A mother’s pain
LITITZ, St Elizabeth — A grief-stricken Michelle Lawes is still in disbelief and shock that her son 28-year-old Renroy Francis was fatally mowed down allegedly by his brother following a dispute near their family home on Monday night, here, near the south Manchester/south-east St Elizabeth border.
“… Me never see dem fight. Dem never inna argument none at all. Mi nuh know wah gwan between the two of them. Mi cyah tell you mi cyah explain what happened between the two of them,” she said on Tuesday.
A police report said about 10:30 pm the brothers were at a bar when an argument developed over who should foot a bill. The argument reportedly continued outside the establishment. Police said the accused used his motor vehicle to hit his brother and fled the scene. The injured man was taken to hospital where he was pronounced dead. His brother was subsequently held by the police in Spanish Town, St Catherine.
Lawes has been left puzzled as to the sequence of events involving her sons, who she said defended each other.

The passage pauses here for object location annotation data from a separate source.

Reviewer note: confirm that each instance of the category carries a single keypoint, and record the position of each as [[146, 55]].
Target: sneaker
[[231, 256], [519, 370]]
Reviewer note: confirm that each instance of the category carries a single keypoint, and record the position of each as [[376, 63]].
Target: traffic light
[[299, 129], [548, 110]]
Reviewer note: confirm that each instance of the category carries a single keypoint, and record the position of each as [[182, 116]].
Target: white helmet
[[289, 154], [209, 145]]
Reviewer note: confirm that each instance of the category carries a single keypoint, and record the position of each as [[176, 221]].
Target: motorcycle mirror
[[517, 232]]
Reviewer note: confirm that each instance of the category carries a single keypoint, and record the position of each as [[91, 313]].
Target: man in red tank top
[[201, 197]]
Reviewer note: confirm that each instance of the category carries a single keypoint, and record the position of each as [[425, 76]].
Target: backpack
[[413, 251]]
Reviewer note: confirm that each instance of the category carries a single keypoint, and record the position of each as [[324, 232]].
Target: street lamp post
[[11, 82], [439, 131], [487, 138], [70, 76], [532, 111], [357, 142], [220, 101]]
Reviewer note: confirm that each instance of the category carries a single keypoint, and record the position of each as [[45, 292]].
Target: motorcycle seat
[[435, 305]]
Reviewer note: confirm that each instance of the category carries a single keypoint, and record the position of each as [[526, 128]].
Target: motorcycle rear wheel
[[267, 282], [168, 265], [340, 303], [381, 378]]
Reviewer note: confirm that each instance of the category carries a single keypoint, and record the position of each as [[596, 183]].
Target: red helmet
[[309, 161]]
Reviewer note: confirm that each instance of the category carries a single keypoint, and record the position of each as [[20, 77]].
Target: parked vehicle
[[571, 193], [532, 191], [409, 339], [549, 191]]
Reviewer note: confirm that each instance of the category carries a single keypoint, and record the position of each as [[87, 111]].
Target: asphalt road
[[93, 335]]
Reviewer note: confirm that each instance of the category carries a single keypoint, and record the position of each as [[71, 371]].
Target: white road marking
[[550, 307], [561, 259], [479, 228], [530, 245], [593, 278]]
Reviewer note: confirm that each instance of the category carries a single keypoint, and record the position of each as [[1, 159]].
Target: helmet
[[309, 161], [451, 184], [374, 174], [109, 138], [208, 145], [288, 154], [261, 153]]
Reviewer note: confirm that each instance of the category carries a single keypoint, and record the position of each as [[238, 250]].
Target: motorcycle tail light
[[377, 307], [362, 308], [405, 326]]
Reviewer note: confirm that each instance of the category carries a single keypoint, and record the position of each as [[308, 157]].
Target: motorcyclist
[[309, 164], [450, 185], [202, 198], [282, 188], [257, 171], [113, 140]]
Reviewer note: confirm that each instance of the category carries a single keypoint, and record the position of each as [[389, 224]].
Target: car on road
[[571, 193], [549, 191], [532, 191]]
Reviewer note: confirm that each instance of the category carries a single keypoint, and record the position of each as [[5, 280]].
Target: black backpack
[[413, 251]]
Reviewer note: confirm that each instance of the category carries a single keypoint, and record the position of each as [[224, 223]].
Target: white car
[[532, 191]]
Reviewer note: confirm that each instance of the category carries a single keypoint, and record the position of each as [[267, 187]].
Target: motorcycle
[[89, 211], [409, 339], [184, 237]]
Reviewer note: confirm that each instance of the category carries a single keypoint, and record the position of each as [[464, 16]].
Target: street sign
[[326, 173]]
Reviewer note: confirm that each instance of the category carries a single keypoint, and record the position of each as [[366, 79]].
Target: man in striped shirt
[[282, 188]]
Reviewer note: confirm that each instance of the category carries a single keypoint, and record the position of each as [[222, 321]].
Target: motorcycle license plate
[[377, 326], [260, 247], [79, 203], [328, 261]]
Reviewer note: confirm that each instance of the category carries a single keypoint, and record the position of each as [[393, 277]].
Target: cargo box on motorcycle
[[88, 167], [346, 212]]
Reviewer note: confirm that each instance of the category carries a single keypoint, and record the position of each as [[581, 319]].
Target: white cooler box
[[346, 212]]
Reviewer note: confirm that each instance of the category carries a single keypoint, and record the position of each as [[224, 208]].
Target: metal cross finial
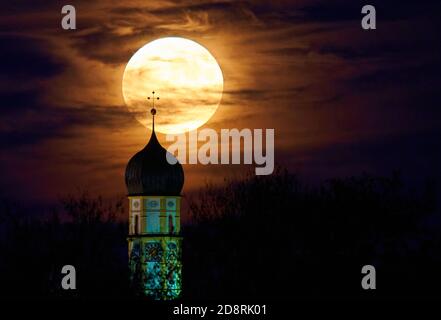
[[153, 111], [153, 98]]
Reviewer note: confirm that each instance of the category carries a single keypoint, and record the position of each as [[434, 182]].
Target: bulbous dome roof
[[149, 173]]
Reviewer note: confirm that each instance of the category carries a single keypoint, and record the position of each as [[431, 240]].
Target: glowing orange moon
[[184, 74]]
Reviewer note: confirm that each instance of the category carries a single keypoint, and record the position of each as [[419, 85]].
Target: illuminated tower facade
[[154, 242]]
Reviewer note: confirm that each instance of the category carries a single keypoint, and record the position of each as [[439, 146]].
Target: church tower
[[154, 187]]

“If one somebody out a road a war one, the other one a guh in deh guh take up for the other one. Nobody cyah war one and the other nuh go in,” she said.
“It hurts bad, but mi cyah tell you what happened between the two of them…” she added.
She said Renroy lived with her in Lititz while his younger brother worked in Kingston.
She vividly remembers her last encounter with Renroy.
“The last thing me son seh to me seh ‘mommy, mi nuh wash the plate dem enuh, because you nuh lef out nuh Fab [soap]’. Him know seh mi ago come home and quarrel if mi see the plate dem nuh wash,” Lawes said.
“Him seh to him likkle brother [other sibling] ‘mi love you enuh’. Nothing more from Renroy more than Renroy dead…God give me the strength mi tired, mi tired, mi nuh know how mi ago manage,” she added.
“It hurts man sometimes mi [just] wah block it out of mi head. Mi nuh wan think about it,” said the grieving mother.
She recalled times when Renroy would ask to access the internet via her mobile hot spot.
“Renroy would come in and seh ‘Mommy, last favour mi a beg yuh enuh mommy. Last favour, mi a beg u turn on yuh hot spot pon yuh phone mek mi get a call’… No more of that, no more [of him] knocking mi door and seh ‘Mommy, you alright’…” said the distraught mother.